Over the past decade, hacking spaces have begun popping up all over the country. In 2008, SYN Shop founders Krux Rosowski and Brian Munroe spent time visiting other community hacking spaces including HeatSync in Mesa, Arizona and Noisebridge in San Francisco, California. The creativelycharged community experience left them convinced that Las Vegas was in need of its own hacker space.

“You can get a garage full of tools but you can’t get a garage full of people,” explains Rosowski. “Seeing the community of other hacker spaces made us want that here. With a community, you can accomplish much larger things. You get people who know things you don’t, so you can do more than you could on your own.

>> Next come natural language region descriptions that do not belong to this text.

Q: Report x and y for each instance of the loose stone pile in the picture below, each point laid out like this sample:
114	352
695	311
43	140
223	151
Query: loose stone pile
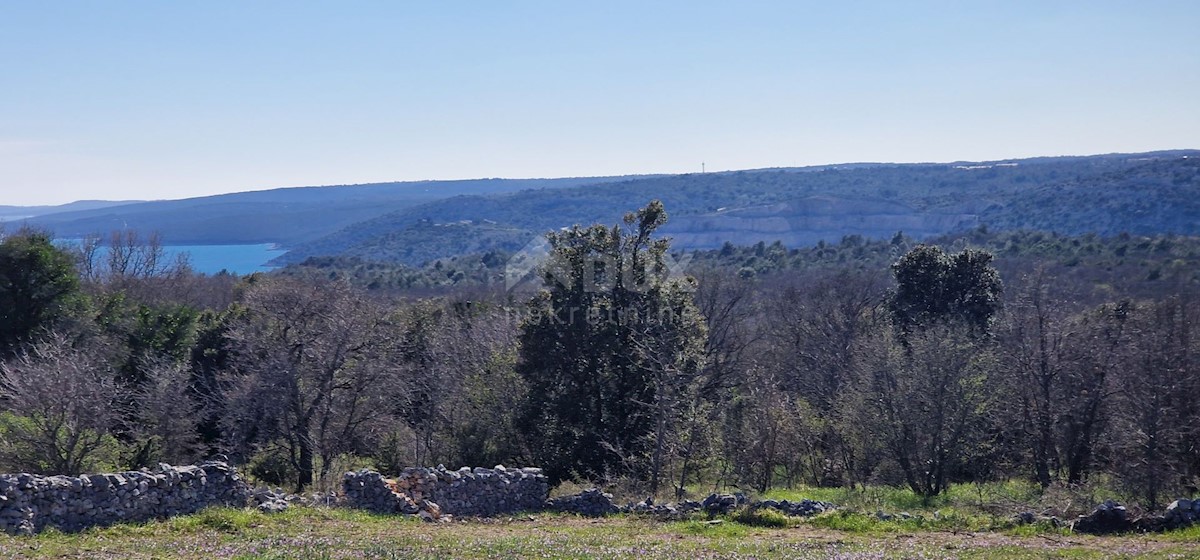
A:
795	509
589	503
1111	517
463	492
31	503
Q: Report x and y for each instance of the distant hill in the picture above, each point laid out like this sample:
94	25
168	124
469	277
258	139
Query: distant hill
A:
283	216
1141	193
17	214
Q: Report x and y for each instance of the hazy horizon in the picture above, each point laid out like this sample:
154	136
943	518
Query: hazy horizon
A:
150	101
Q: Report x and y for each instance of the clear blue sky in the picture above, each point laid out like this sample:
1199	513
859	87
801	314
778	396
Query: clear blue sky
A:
148	100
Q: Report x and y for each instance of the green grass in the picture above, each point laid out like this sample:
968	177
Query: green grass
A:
322	534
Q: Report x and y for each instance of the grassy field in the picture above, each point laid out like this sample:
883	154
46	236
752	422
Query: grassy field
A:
337	534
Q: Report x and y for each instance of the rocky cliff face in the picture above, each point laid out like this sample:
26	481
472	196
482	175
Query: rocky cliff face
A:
810	220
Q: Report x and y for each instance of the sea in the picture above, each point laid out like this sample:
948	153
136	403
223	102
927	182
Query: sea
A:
213	259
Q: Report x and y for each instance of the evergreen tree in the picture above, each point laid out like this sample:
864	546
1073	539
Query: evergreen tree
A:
607	350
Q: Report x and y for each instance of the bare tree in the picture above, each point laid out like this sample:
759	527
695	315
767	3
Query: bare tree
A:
313	365
61	403
928	401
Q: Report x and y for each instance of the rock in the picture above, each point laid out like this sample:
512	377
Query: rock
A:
30	503
1108	518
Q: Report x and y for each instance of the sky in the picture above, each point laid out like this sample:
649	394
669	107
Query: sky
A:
151	100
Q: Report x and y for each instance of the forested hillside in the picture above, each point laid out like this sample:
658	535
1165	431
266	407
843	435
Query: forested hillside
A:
983	356
281	216
1105	194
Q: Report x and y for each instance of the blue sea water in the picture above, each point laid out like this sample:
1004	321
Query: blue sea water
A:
239	259
211	259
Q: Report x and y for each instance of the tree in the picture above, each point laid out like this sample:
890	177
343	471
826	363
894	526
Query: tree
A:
37	285
313	368
607	349
61	404
928	399
933	287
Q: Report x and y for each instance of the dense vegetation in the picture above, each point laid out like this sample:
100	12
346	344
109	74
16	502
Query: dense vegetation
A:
1140	194
1059	360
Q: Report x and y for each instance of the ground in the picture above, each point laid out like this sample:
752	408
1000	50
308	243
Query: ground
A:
335	534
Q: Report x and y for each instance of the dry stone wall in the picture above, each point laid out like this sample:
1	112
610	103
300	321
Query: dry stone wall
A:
31	503
463	492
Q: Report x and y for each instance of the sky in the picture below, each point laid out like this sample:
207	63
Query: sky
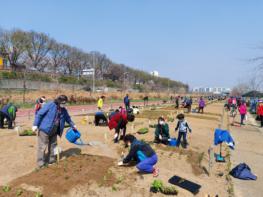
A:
202	43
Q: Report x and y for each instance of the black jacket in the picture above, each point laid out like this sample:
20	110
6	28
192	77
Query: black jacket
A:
139	151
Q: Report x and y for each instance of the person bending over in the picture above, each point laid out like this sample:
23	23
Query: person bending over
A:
142	153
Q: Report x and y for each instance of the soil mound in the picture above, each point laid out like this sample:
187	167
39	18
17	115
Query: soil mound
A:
60	178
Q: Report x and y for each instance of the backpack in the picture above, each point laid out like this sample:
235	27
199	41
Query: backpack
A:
242	171
183	126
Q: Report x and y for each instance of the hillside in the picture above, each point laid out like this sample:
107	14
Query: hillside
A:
35	52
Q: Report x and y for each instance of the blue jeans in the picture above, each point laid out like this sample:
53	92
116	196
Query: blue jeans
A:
242	118
147	164
180	134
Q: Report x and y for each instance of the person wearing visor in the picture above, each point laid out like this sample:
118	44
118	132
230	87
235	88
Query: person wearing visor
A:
162	132
50	122
40	103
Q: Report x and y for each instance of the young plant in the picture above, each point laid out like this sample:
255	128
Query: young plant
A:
6	188
19	192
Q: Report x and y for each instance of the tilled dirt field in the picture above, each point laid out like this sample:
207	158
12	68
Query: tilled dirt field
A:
93	170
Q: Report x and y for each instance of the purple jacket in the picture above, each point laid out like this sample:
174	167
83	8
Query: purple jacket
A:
201	103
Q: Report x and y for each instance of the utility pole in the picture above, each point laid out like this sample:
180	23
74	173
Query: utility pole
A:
93	76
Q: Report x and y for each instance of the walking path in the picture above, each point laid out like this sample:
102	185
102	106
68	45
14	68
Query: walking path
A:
89	108
249	149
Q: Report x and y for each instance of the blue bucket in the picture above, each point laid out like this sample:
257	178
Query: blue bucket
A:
173	142
72	135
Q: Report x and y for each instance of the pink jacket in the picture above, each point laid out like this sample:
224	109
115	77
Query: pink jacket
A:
243	109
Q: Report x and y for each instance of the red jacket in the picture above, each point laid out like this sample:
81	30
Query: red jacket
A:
260	110
116	118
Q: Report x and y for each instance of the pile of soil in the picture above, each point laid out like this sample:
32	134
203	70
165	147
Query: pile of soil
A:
194	158
60	178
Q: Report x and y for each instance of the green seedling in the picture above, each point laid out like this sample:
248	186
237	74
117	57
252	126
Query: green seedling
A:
19	192
114	188
143	131
6	188
158	186
119	180
38	194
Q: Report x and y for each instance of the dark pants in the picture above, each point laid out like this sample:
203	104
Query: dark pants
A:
100	119
46	142
147	164
201	110
261	119
242	116
127	106
189	107
184	144
164	139
2	117
117	131
177	104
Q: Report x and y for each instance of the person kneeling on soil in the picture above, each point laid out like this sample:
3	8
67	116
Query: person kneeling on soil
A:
183	127
201	105
8	112
118	121
162	132
142	153
100	119
50	121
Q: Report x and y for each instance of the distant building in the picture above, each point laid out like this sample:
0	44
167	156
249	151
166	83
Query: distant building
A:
3	63
88	72
155	73
214	90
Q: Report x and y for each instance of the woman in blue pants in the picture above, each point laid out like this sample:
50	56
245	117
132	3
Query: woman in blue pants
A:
143	154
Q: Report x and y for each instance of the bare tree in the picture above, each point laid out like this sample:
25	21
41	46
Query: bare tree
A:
12	47
37	47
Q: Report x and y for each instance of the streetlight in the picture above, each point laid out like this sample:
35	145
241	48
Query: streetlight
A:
124	79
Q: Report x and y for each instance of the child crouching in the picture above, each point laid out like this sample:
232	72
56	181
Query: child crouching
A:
183	127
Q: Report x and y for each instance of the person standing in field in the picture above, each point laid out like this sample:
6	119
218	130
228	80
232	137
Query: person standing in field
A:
50	122
118	121
100	102
243	111
260	112
142	153
126	101
177	102
201	105
183	128
40	103
162	132
8	112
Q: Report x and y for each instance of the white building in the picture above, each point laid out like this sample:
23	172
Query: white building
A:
214	90
155	73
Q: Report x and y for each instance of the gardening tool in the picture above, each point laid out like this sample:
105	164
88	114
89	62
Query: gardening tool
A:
172	142
185	184
57	151
219	157
73	136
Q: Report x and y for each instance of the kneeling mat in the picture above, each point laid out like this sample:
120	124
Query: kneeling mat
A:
185	184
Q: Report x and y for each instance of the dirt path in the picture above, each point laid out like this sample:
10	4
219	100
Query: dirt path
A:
18	157
81	109
249	149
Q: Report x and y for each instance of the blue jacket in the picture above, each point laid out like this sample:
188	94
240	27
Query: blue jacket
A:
221	136
139	151
126	100
45	118
5	109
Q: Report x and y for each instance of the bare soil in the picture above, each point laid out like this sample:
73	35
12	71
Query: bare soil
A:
93	170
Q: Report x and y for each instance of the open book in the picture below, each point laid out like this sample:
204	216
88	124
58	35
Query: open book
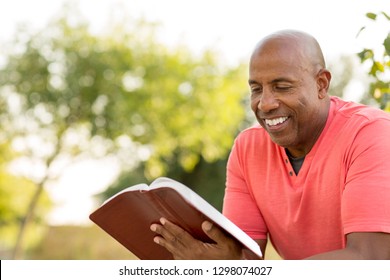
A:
127	217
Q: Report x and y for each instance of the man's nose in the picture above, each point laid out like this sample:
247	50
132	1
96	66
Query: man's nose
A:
268	102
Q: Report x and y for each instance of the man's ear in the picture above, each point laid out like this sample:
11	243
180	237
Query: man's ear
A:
323	82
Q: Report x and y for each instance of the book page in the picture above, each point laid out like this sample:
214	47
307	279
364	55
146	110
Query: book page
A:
203	206
138	187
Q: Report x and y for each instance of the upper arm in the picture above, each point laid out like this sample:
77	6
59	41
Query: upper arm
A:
369	245
262	244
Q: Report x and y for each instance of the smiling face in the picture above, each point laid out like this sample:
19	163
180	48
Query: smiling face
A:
289	86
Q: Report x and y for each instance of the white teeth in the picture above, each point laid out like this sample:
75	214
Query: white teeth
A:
276	121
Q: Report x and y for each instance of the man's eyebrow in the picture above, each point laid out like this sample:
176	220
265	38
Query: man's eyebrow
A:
282	79
251	82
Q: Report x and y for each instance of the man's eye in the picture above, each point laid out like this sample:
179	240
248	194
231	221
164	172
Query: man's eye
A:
282	88
256	90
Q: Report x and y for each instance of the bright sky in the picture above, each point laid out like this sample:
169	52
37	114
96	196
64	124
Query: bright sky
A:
231	26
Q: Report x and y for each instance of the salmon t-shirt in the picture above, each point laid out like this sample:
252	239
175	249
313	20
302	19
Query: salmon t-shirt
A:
342	187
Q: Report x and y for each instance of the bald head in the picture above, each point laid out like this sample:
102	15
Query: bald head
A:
296	44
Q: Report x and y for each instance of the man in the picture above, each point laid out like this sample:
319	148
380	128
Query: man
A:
314	177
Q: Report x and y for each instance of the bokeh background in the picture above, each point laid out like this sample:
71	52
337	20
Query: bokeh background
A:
98	95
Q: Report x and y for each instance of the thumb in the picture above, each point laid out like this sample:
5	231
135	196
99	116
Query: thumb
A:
213	232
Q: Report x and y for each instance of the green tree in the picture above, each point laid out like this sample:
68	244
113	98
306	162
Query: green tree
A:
379	64
122	93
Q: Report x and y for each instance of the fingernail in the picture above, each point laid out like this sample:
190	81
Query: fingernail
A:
207	226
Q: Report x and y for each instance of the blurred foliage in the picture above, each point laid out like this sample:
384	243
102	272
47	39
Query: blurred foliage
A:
65	92
82	243
342	71
379	62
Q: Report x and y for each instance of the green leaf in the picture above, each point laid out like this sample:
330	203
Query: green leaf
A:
386	44
360	31
371	16
365	54
386	15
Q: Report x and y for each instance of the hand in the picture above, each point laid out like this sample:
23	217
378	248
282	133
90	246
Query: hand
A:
184	247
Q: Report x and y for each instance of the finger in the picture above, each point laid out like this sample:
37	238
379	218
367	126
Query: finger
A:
214	232
224	242
169	236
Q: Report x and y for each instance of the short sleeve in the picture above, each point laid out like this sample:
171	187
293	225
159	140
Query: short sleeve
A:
239	205
366	197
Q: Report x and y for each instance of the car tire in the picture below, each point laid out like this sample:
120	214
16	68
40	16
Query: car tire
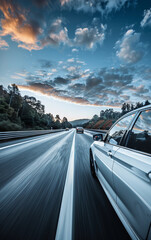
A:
92	168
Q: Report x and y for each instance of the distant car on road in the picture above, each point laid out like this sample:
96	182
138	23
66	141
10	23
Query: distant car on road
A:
122	163
79	130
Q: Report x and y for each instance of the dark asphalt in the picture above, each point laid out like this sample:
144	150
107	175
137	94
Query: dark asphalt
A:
32	180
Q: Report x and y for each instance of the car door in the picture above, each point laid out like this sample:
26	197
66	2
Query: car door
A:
132	175
105	150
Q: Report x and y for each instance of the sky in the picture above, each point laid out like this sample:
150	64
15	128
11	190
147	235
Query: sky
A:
77	57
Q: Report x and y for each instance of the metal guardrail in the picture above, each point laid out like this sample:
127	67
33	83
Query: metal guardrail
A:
4	136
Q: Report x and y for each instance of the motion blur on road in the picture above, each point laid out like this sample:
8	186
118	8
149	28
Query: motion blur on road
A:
47	191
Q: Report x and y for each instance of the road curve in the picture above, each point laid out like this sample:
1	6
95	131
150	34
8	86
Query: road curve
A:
47	192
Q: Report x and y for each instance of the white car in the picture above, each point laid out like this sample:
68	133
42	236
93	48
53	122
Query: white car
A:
122	163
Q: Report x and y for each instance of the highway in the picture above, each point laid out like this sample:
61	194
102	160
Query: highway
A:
47	191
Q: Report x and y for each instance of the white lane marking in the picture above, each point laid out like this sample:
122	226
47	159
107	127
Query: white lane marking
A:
64	228
29	176
17	144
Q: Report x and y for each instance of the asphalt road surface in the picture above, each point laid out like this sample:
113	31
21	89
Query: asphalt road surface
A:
47	191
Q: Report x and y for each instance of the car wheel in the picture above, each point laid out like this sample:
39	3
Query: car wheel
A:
92	168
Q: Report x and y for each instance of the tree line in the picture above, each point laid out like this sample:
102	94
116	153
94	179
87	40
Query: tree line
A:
22	113
110	116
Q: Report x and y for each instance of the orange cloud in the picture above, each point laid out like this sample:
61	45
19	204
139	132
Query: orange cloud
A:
50	91
3	44
15	24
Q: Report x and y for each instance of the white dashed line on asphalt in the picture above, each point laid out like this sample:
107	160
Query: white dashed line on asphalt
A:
64	228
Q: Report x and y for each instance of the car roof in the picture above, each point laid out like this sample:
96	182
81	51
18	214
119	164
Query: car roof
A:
138	109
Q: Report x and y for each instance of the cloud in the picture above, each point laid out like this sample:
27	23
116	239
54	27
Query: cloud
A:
75	50
103	6
45	63
61	81
92	82
57	34
146	21
41	3
89	37
130	48
106	86
16	24
3	44
71	60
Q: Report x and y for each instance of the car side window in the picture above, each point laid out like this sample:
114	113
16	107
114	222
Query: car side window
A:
139	137
117	132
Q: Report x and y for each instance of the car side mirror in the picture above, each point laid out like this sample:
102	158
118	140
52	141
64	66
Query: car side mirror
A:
98	137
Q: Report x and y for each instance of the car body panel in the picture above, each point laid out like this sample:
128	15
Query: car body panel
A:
125	176
79	130
105	164
133	188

Plus, the community can inspire you to make even more things!”

“It’s like having a bunch of MacGyvers all in one room,” says veteran member Alicia Dirk, of her experiences at SYN Shop. Rosowski kicked things off with SYN Shop gatherings in his garage starting with three people at first. Slowly the group grew in popularity, and the growing membership (over 100 members currently) and the growing tool collection needed a larger, more formal space.

The SYN Shop equipment offerings are diverse and include everything from 3-D printers, a Full Spectrum, 90w laser cutter, industrial sewing machine, 3-D microscope (“Great for checking soldering joints,” adds Rosowski), a weaving loom, and a massive CNC routing machine called the Shopbot. “You basically put wood in, and furniture comes out,” says Rosowski. A brief safety certification process and membership of $40 per month grants access to all these incredible tools. Members just need to bring their own materials. For those not ready to join, membership is not required to sign up for classes.

SYN Shop offers a variety of classes from soldering, lectures in welding, artisan chocolate crafting (“I’m teaching chocolate tempering at the moment,” adds Alicia.) network cable crafting, Sesame Street Muppets, quilting, electronic troubleshooting and more. Members are encouraged to share their knowledge with others informally or by volunteering to teach a class.

“We want you to walk away with something, not just a new skill,” adds Brian Dirk, another veteran member, glancing up from the Rube Goldberg machine he’s constructing. “We had a puppet class and everyone made and left with an awesome professional puppet.” Placing a small silver ball on the track, he tests the progress of his project. The ball slides from track to track before spiraling down a plastic bottle and shooting out of the bottom. Both Rosowski and Alicia chime in with excited approval and suggestions for improvements, demonstrating the type of creative collaboration that happens all the time at SYN Shop.

“It’s all about the making,” remarks Alicia, “taking things apart and putting it back together even better.”